Thank you, this will be incredibly helpful. I don't think it quite works, though - see inline.

(In any case, I can only review the SLP part, never implemented GraphTraits.)

lib/Transforms/Vectorize/SLPVectorizer.cpp
517 ↗(On Diff #90982)

tl;dr: I think this is broken, but it's not something you can easily fix here.

Fair warning: I haven't had time to really think this through, so maybe there's something trivial I'm missing here. Having said that - I just realized yesterday the tree is a lie. It isn't actually a tree, it's a DAG - so "the user" is not well-defined (see line 1095 on the left, and the discussion about the trouble it causes here: http://lists.llvm.org/pipermail/llvm-commits/Week-of-Mon-20170306/435431.html )

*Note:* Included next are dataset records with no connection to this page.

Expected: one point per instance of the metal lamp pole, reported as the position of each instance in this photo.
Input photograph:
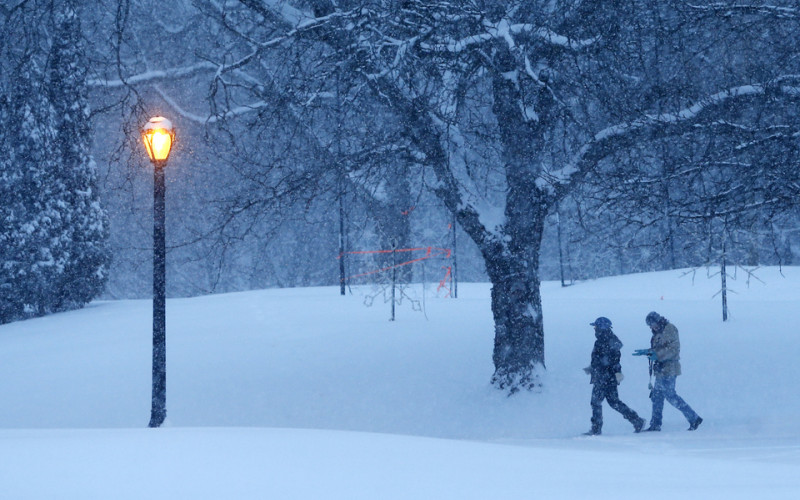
(158, 135)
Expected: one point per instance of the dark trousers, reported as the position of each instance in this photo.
(664, 388)
(608, 392)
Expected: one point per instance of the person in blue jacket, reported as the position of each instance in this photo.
(606, 374)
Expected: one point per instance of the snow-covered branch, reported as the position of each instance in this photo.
(505, 31)
(729, 10)
(155, 76)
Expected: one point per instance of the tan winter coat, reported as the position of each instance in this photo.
(667, 347)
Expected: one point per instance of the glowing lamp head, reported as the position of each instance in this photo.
(158, 135)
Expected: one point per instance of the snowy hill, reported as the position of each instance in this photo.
(302, 393)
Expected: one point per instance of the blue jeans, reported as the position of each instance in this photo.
(665, 389)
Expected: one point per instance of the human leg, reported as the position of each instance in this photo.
(672, 398)
(657, 395)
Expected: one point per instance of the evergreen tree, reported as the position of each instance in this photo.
(53, 253)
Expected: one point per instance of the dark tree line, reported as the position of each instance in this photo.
(53, 254)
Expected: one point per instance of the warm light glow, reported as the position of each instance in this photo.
(158, 136)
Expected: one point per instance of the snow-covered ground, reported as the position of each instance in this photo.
(302, 393)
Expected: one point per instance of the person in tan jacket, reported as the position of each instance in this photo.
(664, 354)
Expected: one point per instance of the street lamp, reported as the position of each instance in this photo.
(158, 135)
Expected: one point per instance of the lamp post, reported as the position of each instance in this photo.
(158, 135)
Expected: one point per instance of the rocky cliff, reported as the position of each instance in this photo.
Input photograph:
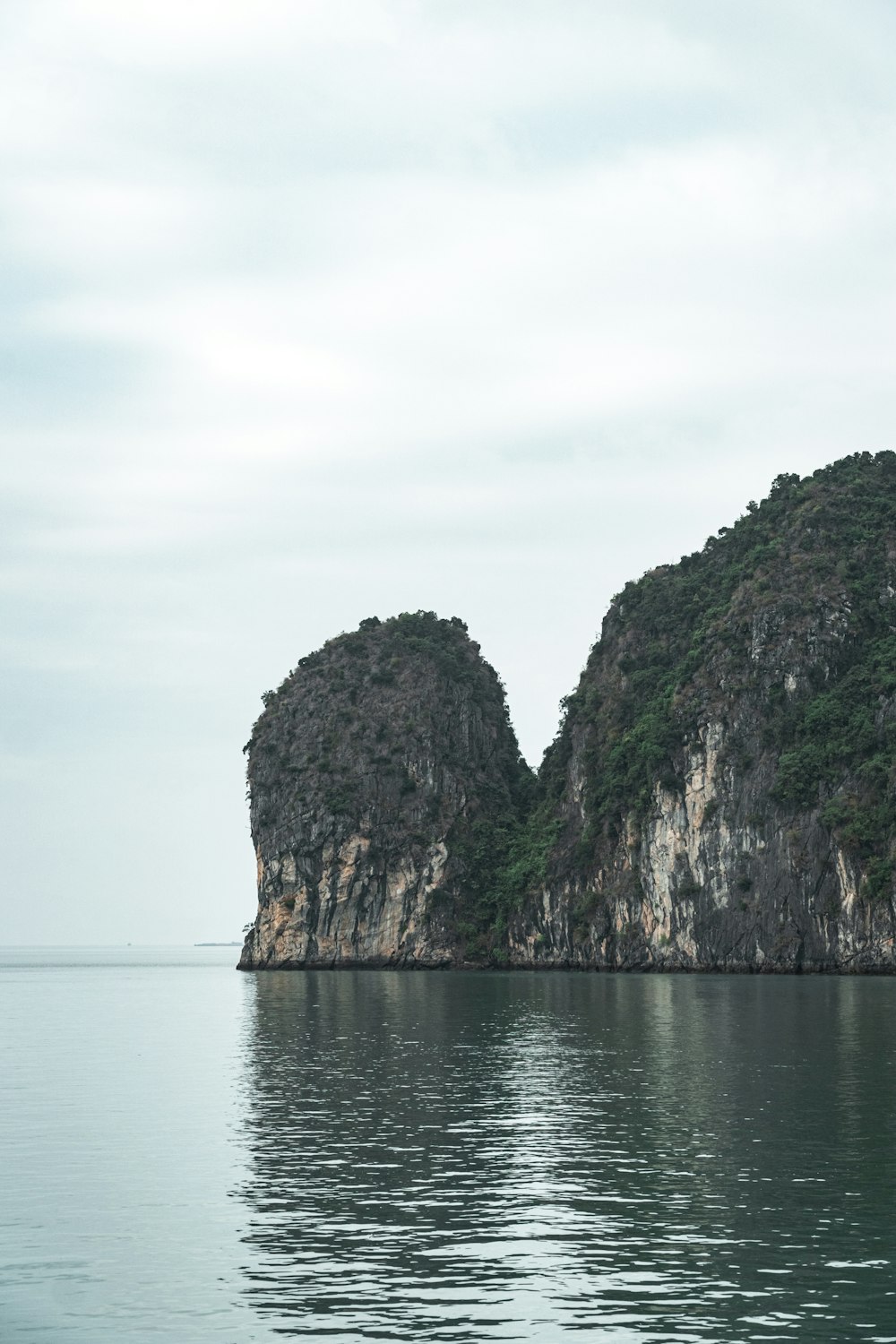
(375, 771)
(721, 793)
(724, 777)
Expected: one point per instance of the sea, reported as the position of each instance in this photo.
(194, 1155)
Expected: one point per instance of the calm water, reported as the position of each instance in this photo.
(195, 1155)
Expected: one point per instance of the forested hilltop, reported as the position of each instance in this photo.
(720, 792)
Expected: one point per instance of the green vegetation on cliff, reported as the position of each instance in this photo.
(400, 731)
(788, 617)
(742, 703)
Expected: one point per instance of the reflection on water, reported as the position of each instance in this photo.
(487, 1156)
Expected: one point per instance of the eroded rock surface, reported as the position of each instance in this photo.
(720, 795)
(371, 771)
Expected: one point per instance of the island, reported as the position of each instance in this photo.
(720, 793)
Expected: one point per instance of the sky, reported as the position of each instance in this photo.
(314, 309)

I think the whole thing should be rewritten, to be explicit about the graph it contains. But right now, I believe the only correct way to look up which tree nodes feed a node T is the way vectorizeTree() does it - look at the (scalar) operands of T's scalars, and map them back to the nodes through ScalarToTreeEntry. I'm not sure trying to wrap GraphTraits around that is a good idea, though.

We can either:

  1. Leave this as is, and be explicit about the fact that the rendered graph may be imprecise.
  2. Try to walk the graph "properly".
  3. Put this on hold until the underlying "graph" has a saner representation. I'm not sure when I'll have time to do it, though. If anybody else volunteers...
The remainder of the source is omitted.